Efforts by truck operators and shop keepers to make the road motorable by dumping gravel and debris have gone in vain because of the traffic density and continuing rain.

With Western Ghats continuing to get heavy rain, water continues to flow down towards the Walayar tank eroding a stretch of the National Highway hardly few hundred feet from the bridge (across the river Walayar) that marks the border for both the States.

Local residents and regular users of the road say that lack of provision for the water to flow across the road from the hilly terrain to the tank has led to battering of the road completely.

What remained as a pothole last month has become a “pond” today owing to lack of regular maintenance. Since a motorist takes at least two to three minutes to get past the crater, traffic inches along one side at a time resulting in the formation of a winding queue of vehicles for nearly 3 km.

If any impatient driver tries to outsmart others, the whole vehicular movement comes to a standstill.

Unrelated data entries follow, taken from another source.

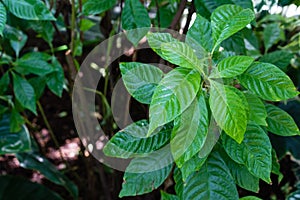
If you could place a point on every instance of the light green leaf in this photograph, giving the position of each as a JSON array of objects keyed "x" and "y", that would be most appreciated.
[
  {"x": 280, "y": 122},
  {"x": 271, "y": 35},
  {"x": 213, "y": 181},
  {"x": 135, "y": 19},
  {"x": 257, "y": 110},
  {"x": 155, "y": 41},
  {"x": 190, "y": 131},
  {"x": 268, "y": 82},
  {"x": 24, "y": 93},
  {"x": 254, "y": 152},
  {"x": 232, "y": 66},
  {"x": 228, "y": 110},
  {"x": 200, "y": 32},
  {"x": 13, "y": 142},
  {"x": 140, "y": 80},
  {"x": 228, "y": 19},
  {"x": 132, "y": 141},
  {"x": 29, "y": 9},
  {"x": 2, "y": 18},
  {"x": 173, "y": 95},
  {"x": 92, "y": 7}
]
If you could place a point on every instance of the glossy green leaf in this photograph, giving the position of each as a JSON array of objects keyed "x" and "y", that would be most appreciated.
[
  {"x": 226, "y": 20},
  {"x": 141, "y": 80},
  {"x": 280, "y": 123},
  {"x": 13, "y": 142},
  {"x": 179, "y": 53},
  {"x": 34, "y": 161},
  {"x": 29, "y": 9},
  {"x": 254, "y": 152},
  {"x": 190, "y": 131},
  {"x": 173, "y": 95},
  {"x": 155, "y": 41},
  {"x": 132, "y": 141},
  {"x": 91, "y": 7},
  {"x": 200, "y": 33},
  {"x": 257, "y": 110},
  {"x": 271, "y": 35},
  {"x": 14, "y": 187},
  {"x": 213, "y": 181},
  {"x": 139, "y": 178},
  {"x": 2, "y": 18},
  {"x": 135, "y": 21},
  {"x": 24, "y": 93},
  {"x": 228, "y": 110},
  {"x": 268, "y": 82},
  {"x": 233, "y": 66}
]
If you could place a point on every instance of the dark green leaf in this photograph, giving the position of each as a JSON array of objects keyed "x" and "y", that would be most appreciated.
[
  {"x": 268, "y": 82},
  {"x": 254, "y": 152},
  {"x": 173, "y": 95},
  {"x": 140, "y": 80},
  {"x": 29, "y": 9},
  {"x": 13, "y": 142},
  {"x": 280, "y": 123},
  {"x": 24, "y": 93},
  {"x": 92, "y": 7}
]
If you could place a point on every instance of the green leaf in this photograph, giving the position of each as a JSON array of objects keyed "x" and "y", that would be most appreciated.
[
  {"x": 2, "y": 18},
  {"x": 141, "y": 80},
  {"x": 200, "y": 32},
  {"x": 132, "y": 141},
  {"x": 173, "y": 95},
  {"x": 226, "y": 20},
  {"x": 139, "y": 178},
  {"x": 13, "y": 142},
  {"x": 91, "y": 7},
  {"x": 228, "y": 110},
  {"x": 190, "y": 131},
  {"x": 56, "y": 79},
  {"x": 257, "y": 110},
  {"x": 280, "y": 123},
  {"x": 180, "y": 54},
  {"x": 232, "y": 66},
  {"x": 280, "y": 58},
  {"x": 29, "y": 9},
  {"x": 14, "y": 187},
  {"x": 135, "y": 19},
  {"x": 34, "y": 161},
  {"x": 254, "y": 152},
  {"x": 155, "y": 41},
  {"x": 268, "y": 82},
  {"x": 213, "y": 181},
  {"x": 24, "y": 93},
  {"x": 271, "y": 35}
]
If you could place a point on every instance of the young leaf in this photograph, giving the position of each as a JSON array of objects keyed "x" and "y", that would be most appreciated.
[
  {"x": 280, "y": 123},
  {"x": 228, "y": 110},
  {"x": 200, "y": 32},
  {"x": 232, "y": 66},
  {"x": 257, "y": 110},
  {"x": 29, "y": 9},
  {"x": 254, "y": 152},
  {"x": 135, "y": 19},
  {"x": 24, "y": 93},
  {"x": 140, "y": 80},
  {"x": 173, "y": 95},
  {"x": 132, "y": 141},
  {"x": 213, "y": 181},
  {"x": 91, "y": 7},
  {"x": 228, "y": 19},
  {"x": 2, "y": 18},
  {"x": 190, "y": 131},
  {"x": 268, "y": 82}
]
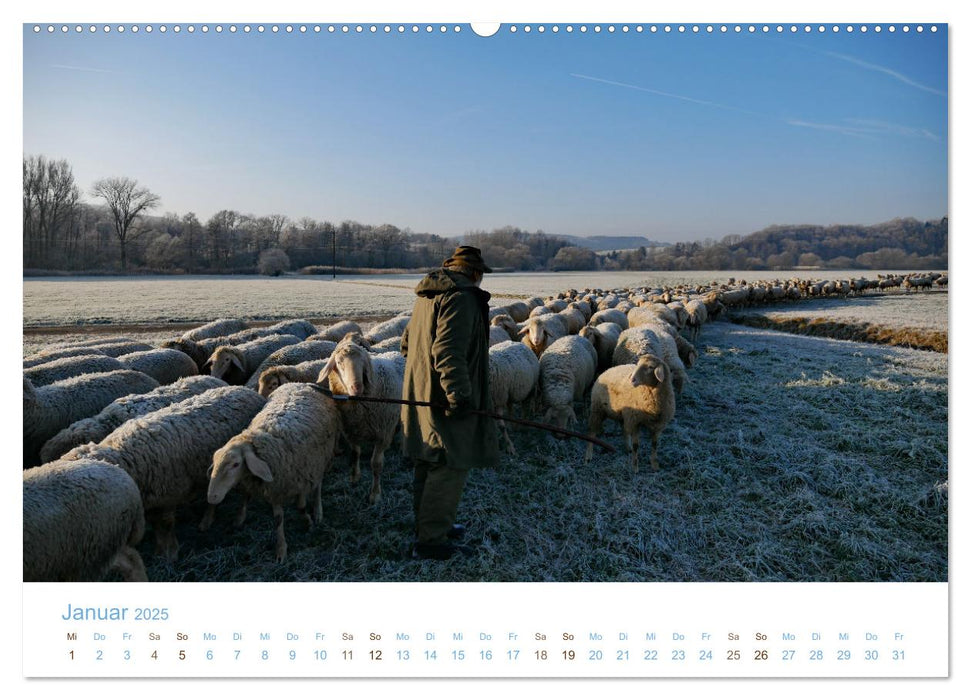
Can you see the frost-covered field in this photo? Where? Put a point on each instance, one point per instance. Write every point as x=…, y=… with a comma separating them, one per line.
x=924, y=310
x=148, y=300
x=790, y=458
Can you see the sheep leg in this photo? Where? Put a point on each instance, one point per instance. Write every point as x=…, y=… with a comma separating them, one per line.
x=281, y=540
x=593, y=430
x=377, y=463
x=241, y=515
x=208, y=518
x=302, y=508
x=318, y=507
x=166, y=543
x=356, y=465
x=129, y=564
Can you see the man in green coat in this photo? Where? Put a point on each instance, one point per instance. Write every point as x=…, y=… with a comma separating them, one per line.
x=446, y=346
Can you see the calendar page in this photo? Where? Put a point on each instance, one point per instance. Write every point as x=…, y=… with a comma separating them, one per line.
x=509, y=343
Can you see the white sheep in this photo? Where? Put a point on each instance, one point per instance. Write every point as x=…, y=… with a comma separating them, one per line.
x=566, y=371
x=49, y=409
x=652, y=339
x=387, y=329
x=274, y=377
x=215, y=329
x=538, y=332
x=165, y=365
x=610, y=316
x=82, y=520
x=96, y=428
x=294, y=354
x=353, y=371
x=235, y=364
x=513, y=375
x=67, y=367
x=168, y=452
x=604, y=337
x=636, y=396
x=697, y=317
x=281, y=456
x=337, y=331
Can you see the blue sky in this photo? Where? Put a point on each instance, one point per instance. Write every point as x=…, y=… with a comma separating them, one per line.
x=672, y=136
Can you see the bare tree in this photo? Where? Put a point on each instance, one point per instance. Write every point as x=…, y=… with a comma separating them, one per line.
x=126, y=200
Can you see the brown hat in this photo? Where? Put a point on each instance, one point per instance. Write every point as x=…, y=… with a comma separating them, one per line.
x=470, y=257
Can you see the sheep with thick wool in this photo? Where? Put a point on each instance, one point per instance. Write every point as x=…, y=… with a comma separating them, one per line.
x=49, y=409
x=274, y=377
x=165, y=365
x=235, y=364
x=566, y=371
x=168, y=453
x=82, y=520
x=637, y=396
x=513, y=375
x=281, y=456
x=67, y=367
x=112, y=416
x=538, y=332
x=604, y=337
x=351, y=370
x=652, y=339
x=306, y=351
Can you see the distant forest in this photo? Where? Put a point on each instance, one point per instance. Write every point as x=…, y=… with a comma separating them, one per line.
x=118, y=232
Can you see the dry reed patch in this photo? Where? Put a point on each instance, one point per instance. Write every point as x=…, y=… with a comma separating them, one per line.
x=918, y=338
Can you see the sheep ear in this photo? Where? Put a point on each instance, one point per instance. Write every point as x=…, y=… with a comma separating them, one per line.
x=328, y=368
x=259, y=468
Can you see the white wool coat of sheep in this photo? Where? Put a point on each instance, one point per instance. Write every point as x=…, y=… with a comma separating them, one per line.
x=235, y=364
x=652, y=339
x=387, y=329
x=274, y=377
x=604, y=337
x=337, y=330
x=539, y=332
x=566, y=371
x=112, y=416
x=214, y=329
x=513, y=376
x=305, y=351
x=168, y=452
x=165, y=365
x=352, y=370
x=637, y=396
x=610, y=316
x=281, y=456
x=49, y=409
x=82, y=520
x=67, y=367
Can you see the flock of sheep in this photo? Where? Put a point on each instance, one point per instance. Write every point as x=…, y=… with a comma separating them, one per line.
x=119, y=433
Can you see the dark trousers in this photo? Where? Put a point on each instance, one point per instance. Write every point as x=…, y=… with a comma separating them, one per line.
x=437, y=492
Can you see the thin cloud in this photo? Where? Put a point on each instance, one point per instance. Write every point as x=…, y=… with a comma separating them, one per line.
x=665, y=94
x=887, y=71
x=868, y=128
x=86, y=69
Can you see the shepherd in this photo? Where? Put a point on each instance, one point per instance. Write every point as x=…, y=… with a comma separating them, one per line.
x=446, y=346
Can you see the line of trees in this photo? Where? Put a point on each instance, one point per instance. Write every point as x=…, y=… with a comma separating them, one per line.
x=118, y=231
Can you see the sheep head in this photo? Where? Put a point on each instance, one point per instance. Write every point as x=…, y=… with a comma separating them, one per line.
x=230, y=464
x=348, y=370
x=649, y=371
x=223, y=360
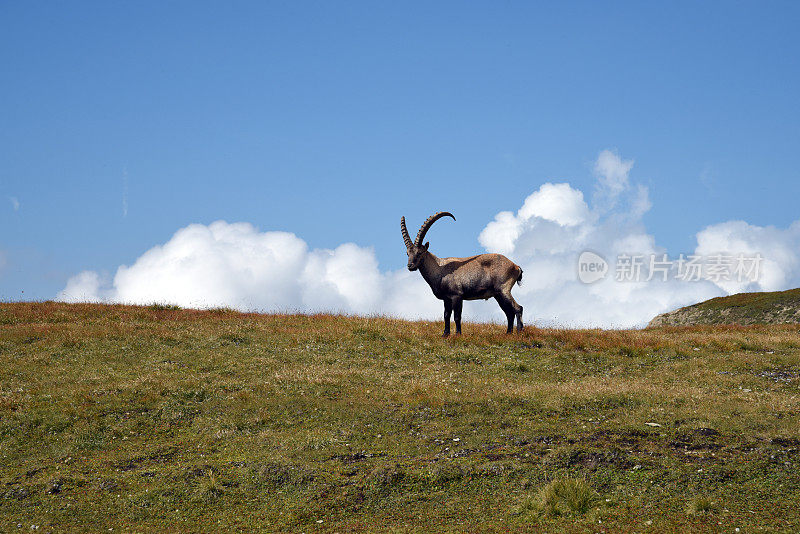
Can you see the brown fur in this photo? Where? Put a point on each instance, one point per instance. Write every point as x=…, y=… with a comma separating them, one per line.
x=454, y=280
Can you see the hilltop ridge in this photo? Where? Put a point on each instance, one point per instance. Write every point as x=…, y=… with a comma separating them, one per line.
x=775, y=307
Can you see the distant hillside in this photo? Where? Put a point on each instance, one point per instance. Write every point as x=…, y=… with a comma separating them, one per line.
x=777, y=307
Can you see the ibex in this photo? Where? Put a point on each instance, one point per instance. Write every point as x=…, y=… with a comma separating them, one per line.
x=455, y=280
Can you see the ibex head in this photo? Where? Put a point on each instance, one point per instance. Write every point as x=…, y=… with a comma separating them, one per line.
x=416, y=250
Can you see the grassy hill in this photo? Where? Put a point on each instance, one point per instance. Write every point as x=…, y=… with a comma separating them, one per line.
x=776, y=307
x=147, y=419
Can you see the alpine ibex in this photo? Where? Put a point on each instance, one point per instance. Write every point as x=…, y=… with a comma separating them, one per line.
x=455, y=280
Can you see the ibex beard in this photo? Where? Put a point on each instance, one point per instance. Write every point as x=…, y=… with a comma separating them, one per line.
x=454, y=280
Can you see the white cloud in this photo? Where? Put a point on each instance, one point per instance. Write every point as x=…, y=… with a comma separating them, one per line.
x=236, y=265
x=780, y=250
x=83, y=287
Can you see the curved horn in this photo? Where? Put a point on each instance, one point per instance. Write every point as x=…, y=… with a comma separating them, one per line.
x=428, y=223
x=406, y=237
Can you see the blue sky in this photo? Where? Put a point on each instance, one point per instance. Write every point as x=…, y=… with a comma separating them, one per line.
x=121, y=123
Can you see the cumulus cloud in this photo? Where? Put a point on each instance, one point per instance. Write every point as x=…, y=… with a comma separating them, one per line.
x=236, y=265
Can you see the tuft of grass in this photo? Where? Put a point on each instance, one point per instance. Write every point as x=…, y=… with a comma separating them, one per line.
x=157, y=306
x=562, y=497
x=140, y=418
x=700, y=505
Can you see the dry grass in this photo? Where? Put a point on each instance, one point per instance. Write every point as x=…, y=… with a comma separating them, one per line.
x=215, y=420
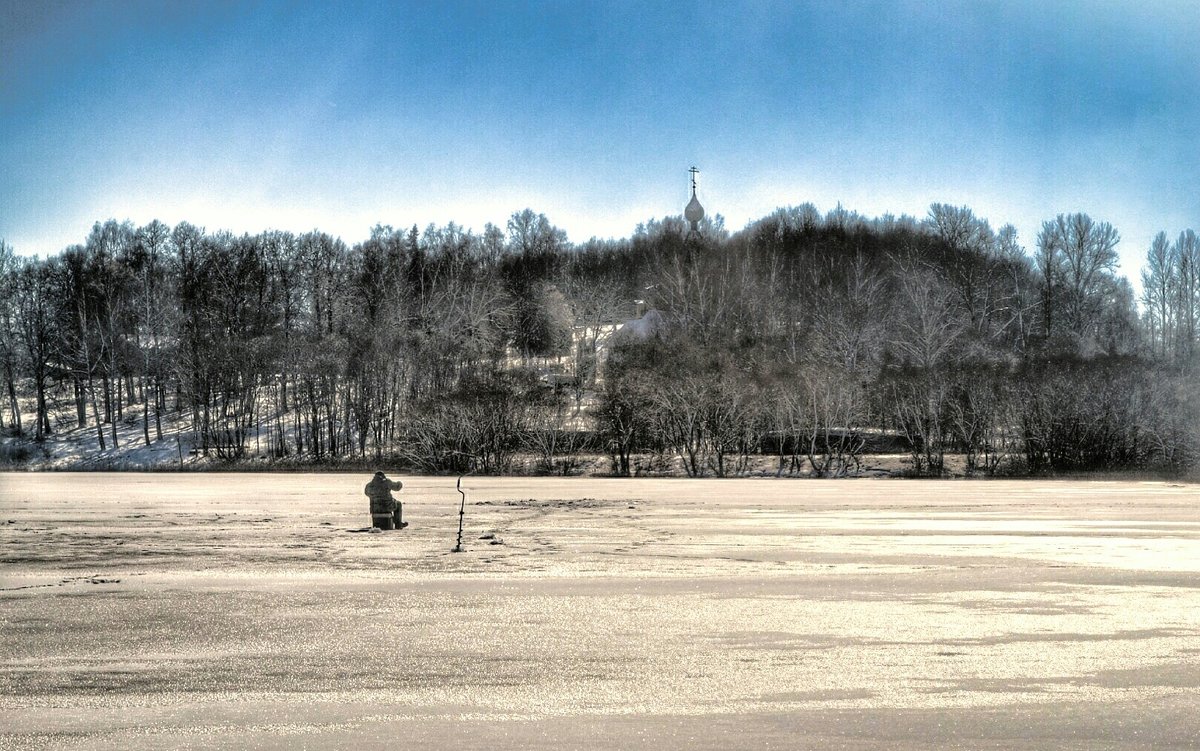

On Tuesday, only one earth mover was deployed to clear the stagnant water in the “pond.” Later, the Superintendent of Police, Coimbatore Rural District, G. Karthikeyan, deployed a patrol vehicle with adequate strength for regulating the traffic.

Collector’s promise

The District Collector, Neeraj Mittal, said the attention of the National Highways Authority of India had been drawn and that efforts were on to set right at least 20 potholes identified so far. He said that the battered stretch would be made motorable within 72 hours.